December 26, 2023
DHAKA – The devaluation of the taka has squeezed the import capacity of industries, particularly essential commodity importers and exporters.
As dollars become more expensive, they can buy less of the greenback with the same amount of loans from banks. Consequently, they can import less goods.
Under the circumstances, edible oil importers and processors have urged the Bangladesh Bank to relax the single borrower exposure limit, which restricts banks from putting all their funds in one entity.
The Bangladesh Vegetable Oil Refiners’ and Vanaspati Manufacturers’ Association (BVOVMA) sent a letter to Bangladesh Bank Governor Abdur Rouf Talukder on November 12 saying their capacity to import decreased nearly 50 percent because of the devaluation of the taka.
The trade body said that the local currency devalued by 45.34 percent against the US dollar in the last two years, which adversely impacted import of goods.
As per the Bank Company (Amendment) Act, 2023, the aggregate principal amount of funded and non-funded exposure to a single person or counterparty or a group shall not exceed 25 percent of the capital of a bank at any point in time.
And the aggregate principal amount of funded exposure to a single person or counterparty or a group shall not exceed 15 percent of the capital at any point of time, according to the central bank’s rules.
Importers of commodities and other goods said that they were unable to get bank loans because most of them have exceeded the single borrower exposure limit due to the local currency weakening sharply against the US dollar.
The BVOVMA said in the letter that depreciation of the taka had led to 31.20 percent lower worth of goods being imported than before.
The price of essential goods and commodities has increased by 18-20 percent in the international market due to the Russia-Ukraine war, which is also negatively impacting imports, showed the letter.
The letter, signed by Md Hasan, president of the association, said the price of essential commodities is increasing gradually as supply is lagging behind demand.
The Federation of Bangladesh Chambers of Commerce and Industry (FBCCI) also requested the BB to revise the single borrower exposure limit on behalf of BVOVMA.
The apex trade body sent a letter signed by its president Mahbubul Alam to Abdur Rouf Talukder on November 16.
It said that the import of essential industrial raw materials had been disrupted because of the decreased loan limit, which is negatively impacting manufacturing industries and reducing economic activities.
Shafiul Ather Taslim, director for finance and operations at TK Group, one of the largest cooking oil processors, said the sector is suffering due to the taka’s devaluation.
The central bank should revise the limit immediately.

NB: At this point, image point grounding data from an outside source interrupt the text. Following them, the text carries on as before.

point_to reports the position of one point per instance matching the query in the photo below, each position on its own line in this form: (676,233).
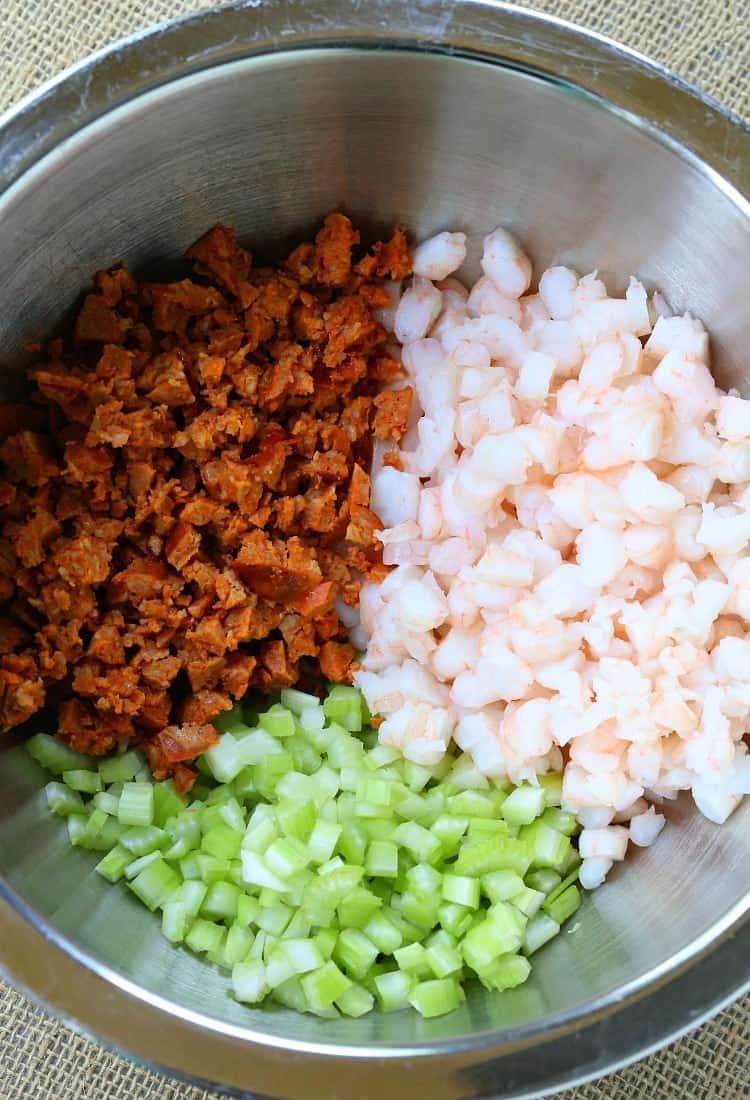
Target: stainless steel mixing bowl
(266,116)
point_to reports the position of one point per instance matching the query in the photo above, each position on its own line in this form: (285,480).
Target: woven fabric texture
(705,41)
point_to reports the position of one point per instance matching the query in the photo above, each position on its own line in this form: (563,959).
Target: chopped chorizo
(392,414)
(187,497)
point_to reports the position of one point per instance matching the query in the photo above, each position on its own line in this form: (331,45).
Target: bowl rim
(480,30)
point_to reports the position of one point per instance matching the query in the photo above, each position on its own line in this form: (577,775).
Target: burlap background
(705,41)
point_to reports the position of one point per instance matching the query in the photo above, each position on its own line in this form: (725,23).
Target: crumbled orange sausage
(186,497)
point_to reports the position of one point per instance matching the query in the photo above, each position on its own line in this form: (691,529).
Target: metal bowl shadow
(266,116)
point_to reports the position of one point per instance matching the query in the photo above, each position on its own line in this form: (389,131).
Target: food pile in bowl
(374,614)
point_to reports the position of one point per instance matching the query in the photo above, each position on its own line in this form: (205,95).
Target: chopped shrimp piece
(440,255)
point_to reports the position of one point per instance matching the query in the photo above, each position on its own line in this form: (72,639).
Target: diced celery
(382,859)
(326,891)
(256,873)
(563,905)
(418,840)
(249,910)
(552,787)
(112,866)
(563,884)
(136,804)
(64,801)
(175,922)
(239,942)
(464,776)
(412,959)
(393,990)
(76,825)
(353,843)
(79,779)
(224,759)
(205,936)
(354,953)
(220,902)
(278,722)
(524,804)
(442,955)
(384,933)
(506,972)
(286,857)
(324,986)
(120,769)
(141,839)
(544,880)
(549,848)
(496,854)
(502,886)
(222,842)
(538,932)
(436,998)
(455,919)
(302,955)
(472,804)
(155,884)
(355,1001)
(56,757)
(322,840)
(528,901)
(136,866)
(107,802)
(298,701)
(356,908)
(274,919)
(561,821)
(461,889)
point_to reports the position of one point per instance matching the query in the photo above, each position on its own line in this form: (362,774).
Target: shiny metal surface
(265,116)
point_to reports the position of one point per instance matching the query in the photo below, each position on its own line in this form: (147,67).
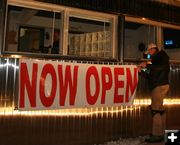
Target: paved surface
(161,143)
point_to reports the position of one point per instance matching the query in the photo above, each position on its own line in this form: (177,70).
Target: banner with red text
(57,85)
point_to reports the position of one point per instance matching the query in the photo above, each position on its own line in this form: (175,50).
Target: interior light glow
(138,103)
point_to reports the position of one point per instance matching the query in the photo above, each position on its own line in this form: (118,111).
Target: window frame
(65,13)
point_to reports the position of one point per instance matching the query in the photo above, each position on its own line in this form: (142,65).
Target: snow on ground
(128,141)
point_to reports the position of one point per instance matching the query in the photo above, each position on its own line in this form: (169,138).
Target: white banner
(57,85)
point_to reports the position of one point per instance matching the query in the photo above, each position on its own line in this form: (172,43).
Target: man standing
(158,74)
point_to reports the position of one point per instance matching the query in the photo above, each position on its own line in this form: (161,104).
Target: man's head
(56,35)
(152,49)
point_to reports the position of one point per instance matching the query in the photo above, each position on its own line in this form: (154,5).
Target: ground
(131,141)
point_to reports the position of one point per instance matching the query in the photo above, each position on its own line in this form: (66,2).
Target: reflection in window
(31,30)
(137,38)
(89,37)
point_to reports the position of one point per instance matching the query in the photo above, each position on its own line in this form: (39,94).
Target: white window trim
(76,12)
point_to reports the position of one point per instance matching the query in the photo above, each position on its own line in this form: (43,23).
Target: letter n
(26,84)
(131,83)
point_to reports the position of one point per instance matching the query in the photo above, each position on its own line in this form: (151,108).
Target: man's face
(152,51)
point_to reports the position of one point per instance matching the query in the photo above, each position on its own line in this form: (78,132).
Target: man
(158,72)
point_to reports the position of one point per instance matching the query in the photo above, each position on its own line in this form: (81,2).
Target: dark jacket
(159,69)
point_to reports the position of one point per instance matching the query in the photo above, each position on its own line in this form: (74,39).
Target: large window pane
(137,38)
(88,37)
(33,31)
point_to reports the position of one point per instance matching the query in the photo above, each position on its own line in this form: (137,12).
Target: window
(88,37)
(33,31)
(137,38)
(45,28)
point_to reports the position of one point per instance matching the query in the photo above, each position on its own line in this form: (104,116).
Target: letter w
(67,81)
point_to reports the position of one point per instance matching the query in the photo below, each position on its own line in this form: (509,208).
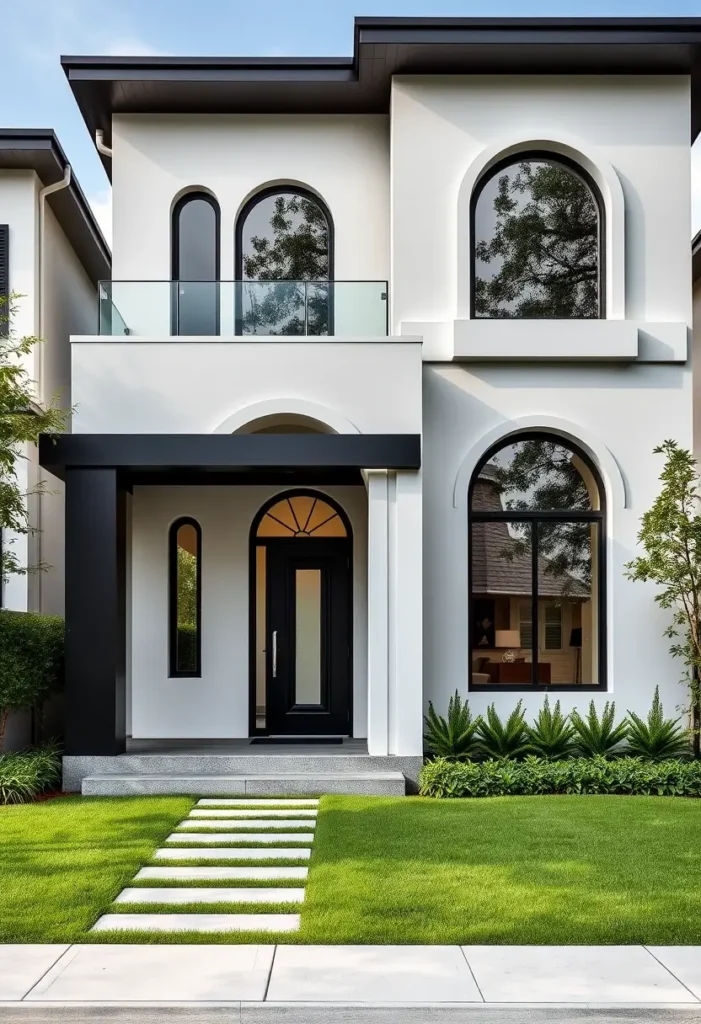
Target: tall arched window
(285,264)
(195,265)
(184,568)
(536,567)
(537,246)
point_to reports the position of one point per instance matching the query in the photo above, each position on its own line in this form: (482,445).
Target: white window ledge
(481,340)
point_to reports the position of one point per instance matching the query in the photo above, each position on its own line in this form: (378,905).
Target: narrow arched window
(195,265)
(536,567)
(537,241)
(185,598)
(285,264)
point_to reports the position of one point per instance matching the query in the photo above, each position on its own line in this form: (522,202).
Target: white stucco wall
(194,386)
(344,159)
(216,706)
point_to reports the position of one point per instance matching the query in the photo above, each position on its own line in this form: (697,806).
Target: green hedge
(26,774)
(31,660)
(630,776)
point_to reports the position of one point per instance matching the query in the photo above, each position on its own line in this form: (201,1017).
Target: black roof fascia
(383,47)
(207,454)
(40,151)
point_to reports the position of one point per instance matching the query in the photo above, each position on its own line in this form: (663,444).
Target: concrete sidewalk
(407,984)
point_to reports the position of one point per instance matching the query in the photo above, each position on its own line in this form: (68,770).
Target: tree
(296,251)
(670,535)
(544,245)
(22,421)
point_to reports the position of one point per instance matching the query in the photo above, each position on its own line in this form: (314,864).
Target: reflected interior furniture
(515,672)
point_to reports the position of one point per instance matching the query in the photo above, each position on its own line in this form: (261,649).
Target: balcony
(199,308)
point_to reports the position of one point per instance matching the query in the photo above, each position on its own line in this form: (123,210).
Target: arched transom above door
(302,515)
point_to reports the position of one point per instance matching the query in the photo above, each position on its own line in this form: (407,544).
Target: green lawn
(515,869)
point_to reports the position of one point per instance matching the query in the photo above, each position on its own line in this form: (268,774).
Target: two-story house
(52,256)
(369,414)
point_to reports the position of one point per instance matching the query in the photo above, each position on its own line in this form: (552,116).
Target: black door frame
(254,543)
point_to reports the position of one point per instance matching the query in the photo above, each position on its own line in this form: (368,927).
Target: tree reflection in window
(537,240)
(283,245)
(185,589)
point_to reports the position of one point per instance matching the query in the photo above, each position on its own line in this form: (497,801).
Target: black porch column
(95,612)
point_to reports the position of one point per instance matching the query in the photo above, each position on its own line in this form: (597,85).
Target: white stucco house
(369,412)
(52,255)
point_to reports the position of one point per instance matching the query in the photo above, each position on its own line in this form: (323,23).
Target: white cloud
(101,207)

Otherwise the import of essential goods and commodities will fall drastically, he added.
The Ministry of Commerce on November 20 asked the central bank to revise the limit on behalf of BVOVMA.
Md Shahidullah Azim, vice-president of Bangladesh Garment Manufacturers and Exporters Association (BGMEA), told The Daily Star that not only essential goods importers, but also export-oriented industries had been adversely impacted because of the decreased single borrower exposure limit.
Azim, also managing director of Classic Fashion Concept Ltd, said that the garment sector is now enduring a difficult time due to ongoing economic conditions, including fund crisis.
Anis A Khan, former chairman of the Association of Bankers, Bangladesh (ABB) told The Daily Star that the central bank may consider the issue for a short period of time since edible oil is a staple food item.
But after that period, the banking regulator will have to review the issue, as per the senior banker.
However, he urged the central bank to be strict and ensure no defaulters or ill-motivated companies can avail the facilities.
Contacted, Bangladesh Bank executive director and spokesperson Md Mezbaul Haque told The Daily Star that he was unaware of any letters regarding such issues.
However, a senior official of the central bank seeking anonymity said that the banking regulator had discussed the issue.
He added that it would not be possible for the central bank to revise the single borrower exposure limit because it is a part of the Bank Company Act.
He said, if needed, the BB governor could revise the funded exposure from 15 percent to 20 percent.
The central bank may permit the extension of funded exposure on a case-to-case basis but not for all borrowers, as per the official.
The Bangladesh Bank on November 8 last year relaxed the highest 25 percent single borrower exposure limit for five years for coal-based power producing companies.